Droit d’alerte pour danger grave et imminent : quand le déposer ?

 Dans Collectivités, Comité d'Entreprise, IRP
Droit d'alerte et CHSCT

Droit d'alerte et CHSCT

Les membres du CHSCT qui constateraient une situation de travail susceptible de présenter un danger grave et imminent pour la vie ou la santé des salariés ou encore toute défectuosité dans les systèmes de protection doivent déposer un droit d'alerte immédiatement auprès de leur employeur. Ils déclenchent alors un droit d’alerte pour danger grave et imminent.

Un motif raisonnable doit cependant permettre aux salariés de considérer que leur vie ou leur santé est effectivement en danger. Même si ce danger se révèle a posteriori inexistant ou illégitime, il suffit qu’un salarié ait pu craindre pour sa vie avec raison pour que ce droit lui soit reconnu.

  • L’avis de danger grave et imminent : une démarche très encadrée

Un membre du CHSCT qui constaterait un danger grave et imminent se doit d’alerter immédiatement son employeur. Il se doit également de consigner son avis par écrit au sein du registre spécial de consignation des dangers graves et imminents. Les avis figurant au sein de ce registre doivent être signés. Ils doivent également préciser la nature et la cause du danger, le poste de travail concerné, ainsi que le nom du ou des travailleurs concernés.

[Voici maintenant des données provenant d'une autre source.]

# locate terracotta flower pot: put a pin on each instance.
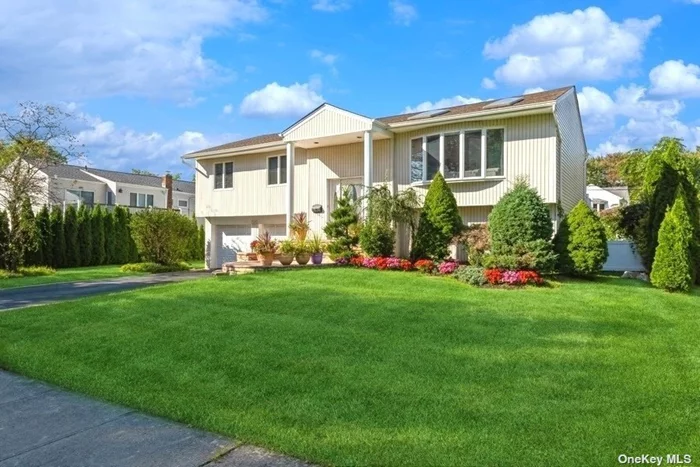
(266, 258)
(285, 259)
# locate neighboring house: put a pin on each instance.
(600, 199)
(256, 184)
(70, 184)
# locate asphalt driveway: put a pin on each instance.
(44, 426)
(42, 294)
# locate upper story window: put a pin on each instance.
(276, 170)
(458, 155)
(140, 200)
(223, 175)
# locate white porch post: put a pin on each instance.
(368, 163)
(290, 185)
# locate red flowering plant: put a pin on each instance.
(425, 266)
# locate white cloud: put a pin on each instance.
(104, 48)
(442, 103)
(568, 47)
(403, 13)
(488, 83)
(675, 79)
(275, 100)
(109, 146)
(330, 6)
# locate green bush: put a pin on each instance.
(162, 236)
(58, 237)
(438, 224)
(672, 269)
(377, 239)
(473, 275)
(581, 242)
(155, 268)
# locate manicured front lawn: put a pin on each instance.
(75, 274)
(358, 367)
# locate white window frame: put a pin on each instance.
(279, 169)
(223, 175)
(462, 148)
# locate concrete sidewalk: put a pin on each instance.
(42, 294)
(44, 426)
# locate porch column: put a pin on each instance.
(289, 204)
(368, 162)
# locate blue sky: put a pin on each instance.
(153, 79)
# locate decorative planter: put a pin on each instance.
(285, 259)
(266, 258)
(317, 258)
(303, 258)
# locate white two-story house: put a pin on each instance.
(256, 184)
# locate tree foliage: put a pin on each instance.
(673, 269)
(439, 222)
(581, 242)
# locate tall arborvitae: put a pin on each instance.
(70, 232)
(44, 251)
(58, 256)
(98, 235)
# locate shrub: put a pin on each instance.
(438, 224)
(155, 268)
(425, 266)
(377, 239)
(340, 230)
(673, 269)
(472, 275)
(161, 235)
(581, 242)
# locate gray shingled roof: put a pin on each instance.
(528, 99)
(78, 173)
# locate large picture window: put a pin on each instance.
(464, 155)
(223, 175)
(277, 170)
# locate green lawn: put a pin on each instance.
(74, 274)
(358, 367)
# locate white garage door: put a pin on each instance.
(233, 240)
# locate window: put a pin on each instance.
(140, 200)
(223, 175)
(83, 197)
(276, 170)
(463, 155)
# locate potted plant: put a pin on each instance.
(302, 252)
(316, 246)
(286, 254)
(299, 226)
(265, 248)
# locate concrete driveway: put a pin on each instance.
(41, 294)
(44, 426)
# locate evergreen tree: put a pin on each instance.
(4, 237)
(341, 229)
(439, 222)
(673, 269)
(70, 233)
(84, 236)
(581, 242)
(58, 257)
(110, 238)
(44, 252)
(98, 235)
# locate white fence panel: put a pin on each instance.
(623, 257)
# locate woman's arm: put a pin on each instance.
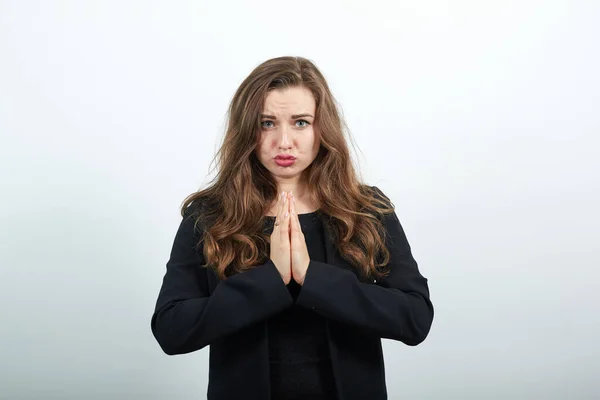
(395, 307)
(187, 318)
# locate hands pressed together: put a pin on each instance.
(288, 246)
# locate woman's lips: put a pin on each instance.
(284, 162)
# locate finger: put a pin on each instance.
(280, 209)
(285, 221)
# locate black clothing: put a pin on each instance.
(195, 309)
(299, 359)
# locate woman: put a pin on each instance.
(287, 266)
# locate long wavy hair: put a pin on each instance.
(232, 209)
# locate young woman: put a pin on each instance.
(287, 266)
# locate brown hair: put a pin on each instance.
(234, 206)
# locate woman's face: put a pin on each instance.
(287, 129)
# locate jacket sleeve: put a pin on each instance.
(394, 307)
(187, 318)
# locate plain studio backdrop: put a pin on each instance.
(480, 119)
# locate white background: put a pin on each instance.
(480, 119)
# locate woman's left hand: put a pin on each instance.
(299, 252)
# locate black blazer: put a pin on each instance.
(195, 309)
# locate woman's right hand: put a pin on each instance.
(280, 239)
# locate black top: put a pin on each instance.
(195, 309)
(300, 364)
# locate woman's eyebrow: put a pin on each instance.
(295, 116)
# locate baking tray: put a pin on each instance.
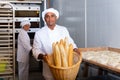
(103, 66)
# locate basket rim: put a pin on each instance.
(80, 60)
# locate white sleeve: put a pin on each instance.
(70, 38)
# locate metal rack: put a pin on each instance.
(7, 41)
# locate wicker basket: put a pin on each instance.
(68, 73)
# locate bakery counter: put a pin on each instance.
(105, 59)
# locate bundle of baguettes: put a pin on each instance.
(62, 55)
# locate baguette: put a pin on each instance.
(63, 56)
(57, 56)
(70, 55)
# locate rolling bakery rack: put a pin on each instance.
(7, 42)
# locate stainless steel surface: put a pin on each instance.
(7, 40)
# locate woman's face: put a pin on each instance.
(50, 19)
(26, 27)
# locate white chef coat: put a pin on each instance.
(24, 46)
(43, 43)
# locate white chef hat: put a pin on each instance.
(50, 10)
(24, 22)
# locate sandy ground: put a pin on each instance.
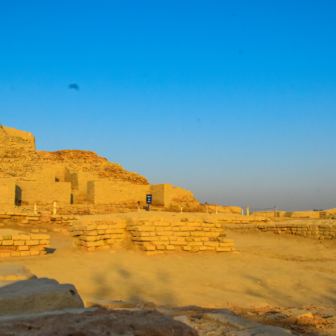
(276, 270)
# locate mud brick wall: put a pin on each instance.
(7, 218)
(7, 192)
(322, 230)
(43, 192)
(21, 244)
(116, 192)
(161, 234)
(98, 235)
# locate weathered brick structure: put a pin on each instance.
(28, 176)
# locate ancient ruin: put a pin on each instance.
(74, 178)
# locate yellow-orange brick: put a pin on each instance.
(4, 254)
(15, 254)
(32, 242)
(23, 248)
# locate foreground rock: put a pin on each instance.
(260, 331)
(234, 321)
(15, 273)
(38, 295)
(100, 321)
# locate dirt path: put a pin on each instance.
(271, 269)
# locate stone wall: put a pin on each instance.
(43, 192)
(8, 218)
(316, 230)
(164, 234)
(92, 178)
(21, 244)
(7, 192)
(153, 235)
(116, 192)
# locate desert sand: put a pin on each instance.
(275, 270)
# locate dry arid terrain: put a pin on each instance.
(275, 270)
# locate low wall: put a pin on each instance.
(7, 218)
(21, 244)
(116, 192)
(295, 214)
(195, 236)
(7, 192)
(152, 235)
(326, 230)
(98, 235)
(42, 192)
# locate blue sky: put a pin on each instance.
(233, 100)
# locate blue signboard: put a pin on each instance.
(149, 199)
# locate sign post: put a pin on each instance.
(149, 200)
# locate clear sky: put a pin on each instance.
(233, 100)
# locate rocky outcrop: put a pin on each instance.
(99, 321)
(38, 295)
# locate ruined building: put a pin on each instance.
(28, 176)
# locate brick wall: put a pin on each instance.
(43, 192)
(7, 192)
(116, 192)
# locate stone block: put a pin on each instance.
(145, 228)
(5, 254)
(226, 244)
(32, 242)
(23, 248)
(213, 244)
(21, 237)
(195, 244)
(182, 234)
(88, 238)
(197, 234)
(223, 249)
(102, 226)
(39, 236)
(178, 243)
(15, 254)
(93, 244)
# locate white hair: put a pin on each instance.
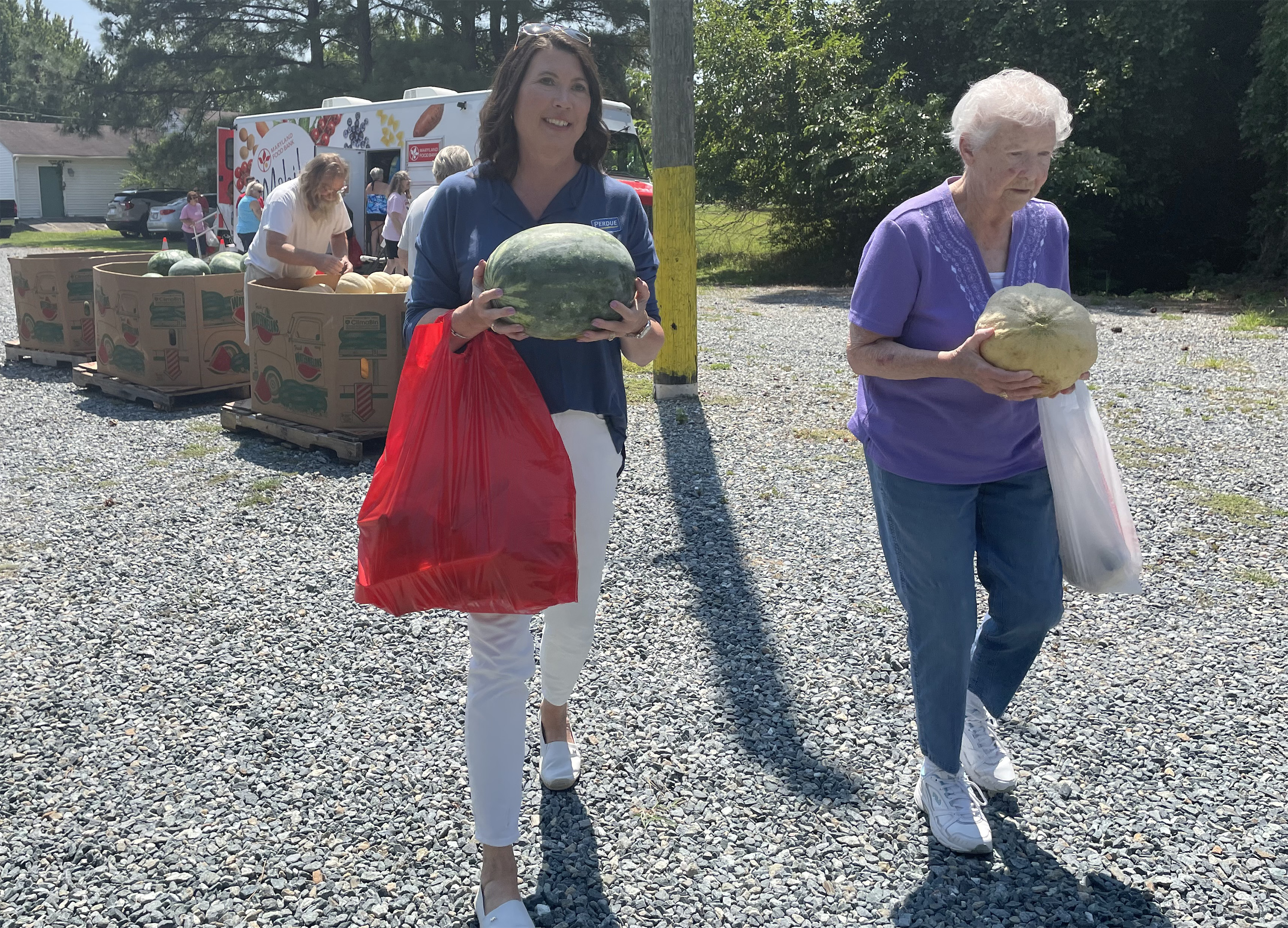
(1010, 96)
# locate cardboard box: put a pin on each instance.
(49, 295)
(170, 331)
(325, 360)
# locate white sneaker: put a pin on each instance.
(955, 813)
(512, 914)
(561, 764)
(984, 758)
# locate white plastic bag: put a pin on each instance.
(1098, 538)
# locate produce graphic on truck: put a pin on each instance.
(393, 136)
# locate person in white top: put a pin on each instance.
(396, 206)
(302, 218)
(450, 161)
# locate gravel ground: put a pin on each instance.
(199, 725)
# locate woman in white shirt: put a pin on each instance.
(400, 186)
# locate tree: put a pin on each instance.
(40, 61)
(1264, 125)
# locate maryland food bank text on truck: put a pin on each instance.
(393, 136)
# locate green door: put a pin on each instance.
(52, 192)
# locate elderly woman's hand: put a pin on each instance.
(969, 365)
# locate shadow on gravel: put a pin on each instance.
(803, 297)
(570, 882)
(733, 614)
(1032, 887)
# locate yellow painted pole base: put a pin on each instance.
(675, 240)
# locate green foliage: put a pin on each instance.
(1265, 129)
(42, 60)
(790, 116)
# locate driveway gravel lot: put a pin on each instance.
(199, 725)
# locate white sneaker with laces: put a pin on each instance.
(984, 758)
(954, 809)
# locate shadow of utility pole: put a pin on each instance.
(729, 607)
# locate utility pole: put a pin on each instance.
(675, 373)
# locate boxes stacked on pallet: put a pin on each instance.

  • Les conséquences d’un avis de danger grave et imminent

Suite à l’émission d’un avis de danger grave et imminent, l’employeur se doit de lancer immédiatement une enquête conjointement avec le CHSCT. En cas de divergence concernant la réalité du danger, le CHSCT doit être réuni d’urgence dans un délai de 24 heures maximum. A défaut d’accord entre la majorité des membres du CHSCT et l’employeur concernant les mesures à prendre et leurs conditions d’exécution, l’inspection du travail doit être saisie par l’entreprise. Cette dernière peut alors mettre en demeure l’employeur de prendre toutes les mesures nécessaires permettant de remédier à ce danger grave et imminent. L’inspection du travail peut également mettre en œuvre une procédure de référé lui permettant d’ordonner l’application des mesures susceptibles de faire cesser le risque constaté.